Extreme JNI Performance

Extreme performance requires pushing the engineering limits
of the time. Using continuations in C++11 and Java 7 (via invoke)
is just that - taking the very latest stuff and using it to go very, very
fast indeed.

The image is Wikicommons,
JNI exists for two things: 1 to integrate legacy native code with Java. 2: To allow native code to do things which it does faster or better than Java. But calling Java (or any other JVM language) from native is SLOW. Using functional techniques and method handles we can unlock massive performance gains in this area!

Continuations are a way of not having to use the stack but maintaining a program with a logical forwards flow. What they do is say 'do this, when you have finished, do that'. In other words, they pass the chain of control to the thing being called rather than the traditional stack based approach of calling something then calling something else from a central point of control. 

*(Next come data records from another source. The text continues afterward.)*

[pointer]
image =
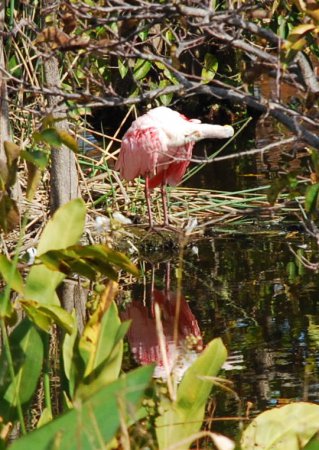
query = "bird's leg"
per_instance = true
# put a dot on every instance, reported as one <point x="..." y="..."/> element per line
<point x="148" y="203"/>
<point x="164" y="200"/>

In C++11 it is easy to write continuations using closures (lambdas which close around enclosing state). In Java 7 a similar effect can be achieved using method handles and partial application. But why would we want to do this? It is all driven by the poor performance of calling JVM languages from native.

Calling native code from the JVM is very fast. The JIT optimiser in the JVM can optimise all the code around the call and then just jump into the native code. Not only is it technically possible to make it fast, native methods are called quite a bit from the many implementations of the Java Standard Library and so there is a big incentive to get JVM->native fast.

Calling JVM code from native is slow. The JVM knows nothing about the native code and so cannot optimise its call into the JVM. The route taken is very similar to making a reflection call. This is very slow. Also, there is little incentive for JVM developers to improve performance of calls into the JVM from native.

The latter is a problem because using the services of the JVM from native code is a very powerful technique. Also, even when a JVM language is calling native, it is often useful to bubble back up from the native to the JVM code to perform work.

Note: From now on I will take about Java but this could apply to any JVM language.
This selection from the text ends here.